Ironstone Quarrying near Whitby

Ironstone quarrying is hard work and these grafters gather for a breather and a photograph at Whinstone quarry in Rosedale.

Stone merchant William Berriman and Ironstone miner John Berriman plus Robert and Joseph are all recorded in the census from 1851 as living in Cropton a local village. In the nineteenth century the population in the area increased four fold over less than 20 years.

If you walk on the moors above Rosedale the track you follow forms part of the valley’s industrial heritage. The old railway line for Rosedale’s nineteenth-century ironstone mines is now a cinder track. “Rosedale’s Mineral Railway” closed in 1929 and now only runs ghost trains at Halloween.

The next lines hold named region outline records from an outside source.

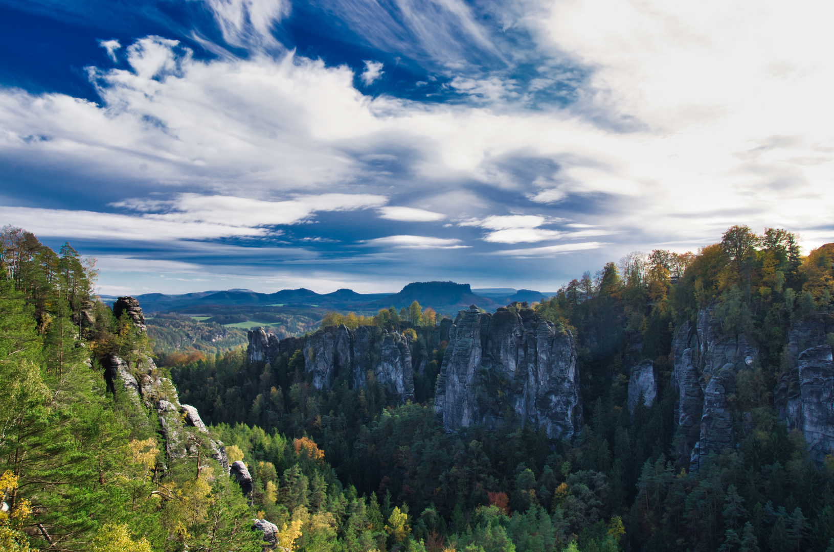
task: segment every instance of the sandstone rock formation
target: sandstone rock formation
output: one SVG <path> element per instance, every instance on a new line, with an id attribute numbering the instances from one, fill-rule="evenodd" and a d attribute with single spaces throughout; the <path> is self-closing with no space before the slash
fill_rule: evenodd
<path id="1" fill-rule="evenodd" d="M 573 337 L 531 309 L 490 314 L 472 305 L 450 328 L 435 409 L 452 430 L 515 415 L 551 438 L 573 436 L 581 418 Z"/>
<path id="2" fill-rule="evenodd" d="M 333 386 L 337 376 L 354 387 L 364 385 L 370 371 L 375 379 L 401 400 L 414 396 L 414 374 L 408 339 L 376 326 L 354 330 L 344 325 L 319 329 L 306 338 L 280 341 L 263 328 L 249 332 L 247 358 L 252 362 L 274 363 L 279 355 L 300 350 L 304 371 L 319 389 Z"/>
<path id="3" fill-rule="evenodd" d="M 834 362 L 829 345 L 799 354 L 798 391 L 788 400 L 788 426 L 805 435 L 811 457 L 822 461 L 834 450 Z"/>
<path id="4" fill-rule="evenodd" d="M 123 305 L 123 308 L 128 309 L 128 314 L 134 320 L 138 331 L 144 332 L 144 316 L 138 302 L 133 298 L 119 298 L 119 301 L 122 299 L 133 300 L 133 303 L 125 301 L 128 306 Z M 141 327 L 137 320 L 142 323 Z M 108 389 L 114 397 L 123 396 L 139 411 L 156 415 L 165 442 L 165 456 L 168 461 L 193 455 L 205 444 L 208 444 L 208 450 L 203 450 L 203 453 L 207 452 L 220 464 L 224 470 L 229 471 L 229 459 L 223 443 L 208 436 L 208 429 L 200 419 L 197 409 L 188 404 L 180 404 L 176 388 L 168 378 L 160 375 L 153 359 L 142 355 L 128 364 L 115 353 L 110 353 L 102 364 Z M 150 424 L 150 420 L 148 423 Z M 188 427 L 196 428 L 197 434 L 189 432 Z M 204 437 L 199 437 L 200 434 Z"/>
<path id="5" fill-rule="evenodd" d="M 140 332 L 146 332 L 145 316 L 142 313 L 142 307 L 139 306 L 138 300 L 133 297 L 120 297 L 113 304 L 113 314 L 118 319 L 122 316 L 122 313 L 128 313 L 128 316 L 133 321 L 137 329 Z"/>
<path id="6" fill-rule="evenodd" d="M 735 444 L 737 435 L 726 395 L 735 392 L 736 375 L 750 369 L 759 349 L 744 334 L 725 335 L 711 309 L 701 309 L 695 324 L 682 324 L 672 344 L 677 391 L 677 423 L 683 439 L 682 462 L 697 469 L 710 452 Z"/>
<path id="7" fill-rule="evenodd" d="M 634 414 L 640 401 L 641 394 L 643 404 L 651 407 L 657 397 L 657 374 L 655 363 L 651 359 L 643 360 L 631 369 L 628 380 L 628 411 Z"/>
<path id="8" fill-rule="evenodd" d="M 229 466 L 229 474 L 234 479 L 235 483 L 240 485 L 240 490 L 243 491 L 244 494 L 249 496 L 249 493 L 252 492 L 252 475 L 244 461 L 235 460 Z"/>
<path id="9" fill-rule="evenodd" d="M 269 548 L 274 548 L 278 544 L 278 526 L 275 524 L 266 519 L 253 519 L 252 530 L 264 534 L 264 540 L 269 544 Z"/>
<path id="10" fill-rule="evenodd" d="M 779 419 L 785 420 L 791 429 L 799 429 L 801 383 L 799 375 L 800 354 L 806 349 L 825 344 L 829 333 L 834 332 L 834 314 L 815 313 L 794 320 L 788 331 L 788 344 L 785 359 L 789 370 L 773 390 L 773 403 Z"/>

Other relics are the roasting kilns where quantities of ore were tipped into the kilns from the railway line above them. The ore was mixed with coal and set alight. The process was known as calcination and the idea was to purify the iron, and reduce its weight, before it was carried by railway over the moors to the industries in the Northeast.

Blakey Inn, now better known as The Lion Inn on  Blakey Ridge above Farndale and Rosedale is a popular location for a well earned drink for both travelers and walkers.

The sculptor, Vivien Mousdell, worked with the children of Rosedale Abbey primary school to create ‘Set in Stone’, with two planks carefully set into a carved boulder. There is a poem inscribed into the edges of the planks and images carved into the boulder that reflect the ironstone mining heritage of the area.

In the dark, working hard, loading up the wooden cart,
Work-shift over, in the sun, on the hill, having fun.


Wath-upon-Dearne Yorkshire


The performer Les Barker  whilst not from Wath was reading poems at a festival in 2009. This ditty he wrote and performed stayed with me:

It was a calm, still day in Flamborough,
The channel clear and wide,
As the last of the timber sailing ships
Sailed out on the evening tide.
They never saw that ship again;
They searched when it was light,
But that fine old timber vessel sank
That clear and peaceful night.
No one knows what happened
On that night in 1910;
But the crew and her cargo of woodpeckers
Were never seen again.

 Wath Facts

  •  Wath-upon-Dearne is ‘a place on the river Dearn’ where the river is not obviously apparent to visitors  and the town is in the Borough of Rotherham.
  • It is situated on the floodplain of the River Dearne andand Dove Canal. south of Barnsley .
  • The areas of Rotherham, Barnsley and Doncaster are known as the Dearne Valley. Formerly a strong coal mining area.
  •  In Victorian times Wath (upon-Dearne) had all the appearance and bustle of a small market town having several good shops and houses of public entertainment and a large population employed chiefly in the potteries, ironworks, and coal mines.
  • The Rockingham pottery made fine porcelain and ornamental wares for the aristocracy and royalty leading in the early 1830s to the sobriquet “Manufacturer to the King” an early ‘by Royal Appointment’. Sadly the pottery and the coal mines, Manvers Main and Wath Main, are now all closed.

Wath All Saints Parish Church

  • Wath All Saints Parish Church has existed in some form for over 1000 years with visible influence by everyone from Saxons, Normans, Elizabethans and Victorians
  • Even people today leave their mark as they perpetuate “The Reading of Thomas Tuke’s Will” and the “Throwing of the Buns From the Church Tower” ceremony. This event is held in remembrance of Thomas Tuke who died in 1810 leaving bequests to the poor that stated “Forty Dozen penny loaves to be thrown from the leads of the Church at twelve o’clock on Christmas Day (now done on May day) forever”.
  • The event attracts throngs of local people and visitors every year. The Wath festival is a cultural experience you may also wish to experience.
  •  King Edward II granted Reiner Fleming IV, Lord of the Manor of Wath, permission for an annual market and fair  in 1312.
  • Reiner may have set up the Market Cross at the bottom of Sandygate.



Famous Celebrity Connections

Ian McMillan and William Hague both went to schools in Wath. William Addy a Wath lad and pioneer of shorthand published a book in 1693 ‘Stenographia’ The art of short-writing compleated in a far more compendious method than any yet extant ….printed for ye author sold by Dorman Newman at the Kings Armes in the Poultry and Samuel Crouch at the Flower de luce in

Cornhill William Marshall at the Bible in Newgate street, Tho: Cockerill at ye 3 Leggs over aginst the Stocks Market and I. Lawrence at ye Angel in the Poultry (available from the open library)

Other Yorkshire Waths

  • Wath means a ford or wading place possibly from the Latin word vadum a ford, or the old Norse Vath a ford or wading place.
  • Wath is used in the North Riding instead of ford as in Hob Hole Wath, Slape Wath, Cow Wath and Leeming Wath near Bedale amongst others.